Estos descensos térmicos, en los
últimos días de la primavera, que en nuestra ciudad suelen coincidir con las
primeras calores, un presagio de lo que acontecerá durante los próximos meses,
son bálsamos que alivian el desasosiego que se implanta en el cuerpo cuando el
mercurio de los termómetros sube vertiginosamente en la escala y a veces se
quedan sin graduación con la que poder indicarnos el sufrimiento y el tormento
al que nos somete el dios sol, que más que dios simula convertirse en diablo
por el infierno en el que convierte las calles de esta ciudad. Claro que
tampoco hay que culpabilizarlo de todos estos males soporíferos, ni demonizar
sus efectos caloríficos. Sol siempre ha existido y verano también. El primero
además es fuente de vida, energía que bien tratada revitaliza y da esplendor al
mundo. El segundo, es la época del esplendor, de los amaneceres cortos y
dorados, de los días que se prolongan, de las noches disminuidas, es el ciclo
de la pompa cereal, cuando las espigas de los trigos inician a dorar los campos
y las amapolas esmaltan los viejos senderos rurales demarcados por frondosas
chumberas. Cosas de la rutina natural que nos revela la sincronía existencia y
ejecuta el sentido de la vida.
Siempre, desde que el hombre es
hombre, y desde que el primer sevillano estableciera y asentara su hogar en las
orillas del Guadalquivir, se han buscado fórmulas con las que combatir el
calor. La mengua de la actividad laboral en las horas del mediodía, cuando la
canícula asfixia, y solo las cigarras son capaces de conmemorar su calor, es
una premisa para sucumbir al sofoco. Retirarse al espacio más recóndito del
hogar, donde las sombras atenúan el calor, dejarse caer en brazos de Morfeo,
reduce la lasitud y nos repone para continuar con las tareas laborales con
cierto ánimo. Ésto, incluso, llegó a comprenderlo mi amigo Oleguer, al que ya
cité en un artículo hace algunos meses, un catalán tan obstinado y pertinaz en
la producción que venía una pérdida de tiempo echar una cabezadita tras el
almuerzo, hasta que él mismo padeció los rigores del verano en sus propias
carnes y no sólo se echó su siesta durante aquel verano sino que ahora, en su
Lérida natal, sigue realizando este ejercicio que aumenta los índices
productivos.
Los sevillanos buscamos, dentro de
nuestros ámbitos y limitaciones, poder reducir los sofocos y los sudores del
alza de la temperatura. Pero cierto es también que la clase gobernante debiera
poner de su parte para hacer más llevadero a los ciudadanos el asfixiante calor
con el que nos castigan estos meses estivales.
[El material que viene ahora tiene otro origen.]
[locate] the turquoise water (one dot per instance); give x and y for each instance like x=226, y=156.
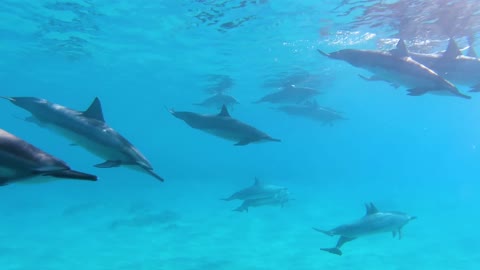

Hay zonas de Sevilla tan desoladas, demasiadas
y muy extensas, tan expuestas a la impiedad del sol, tan desprovistas del
adecuado acondicionamiento para combatir el azote canicular, tan carentes de lugares sombreados, que más
parecen espacios del desierto del Sahara que trazado urbano de una ciudad del
sur de Europa, claro que a veces, por mucho que se esfuerce Joan Manuel Serrat
por defender y poner en alza, el sur no existe más que para quienes tenemos la
suerte de vivir en ellas.
Sevilla ha sido desforestada,
particularmente por esos arquitectos y diseñadores a los que se les ha
consentido la construcción de grandes espacios minimalistas sin tener en cuenta
las altas temperaturas que se registran por estos páramos –nunca mejor dicho-
así las calendas marquen las medianías de abril. ¿Tan difícil es provisionar o
prever en los proyectos, que se aprueben en el consistorio, con la colocación de
árboles, las nuevas avenidas, plazas y calles que se proyecten en esta ciudad?
¿Tan complicado es repoblar esas travesías de los árboles que la falsa
modernidad retiró, en un claro atentado al medio ambiente y al respeto de los
ciudadanos, para intentar convencernos de que había que abrir los espacios para
el disfrute de la sociedad? Malamente podremos deleitarnos con ellos si nos
abrasamos. Difícilmente podrán recogerse frutos con la convivencia si hay lugar
donde resguardarse, donde buscar el frescor de una sombra que posibilite la
conversación porque los espacios actuales lo que sugieren es una huída en
estampida a la cervecería más cercana, un local con aire acondicionado donde al
menos poder desasirnos de la sed engullendo ese zumo de cebada que tan bien
saben tirar por estos lares. O recluirnos en los hogares, tumbarnos en el
sillón de turno y poner al alcance de nuestras manos un búcaro para
refrescarnos el gaznate. De la ciudad desolada y abrasada no podemos disfrutar porque
hay menos árboles y sombra que en el mar de la tranquilidad de la luna.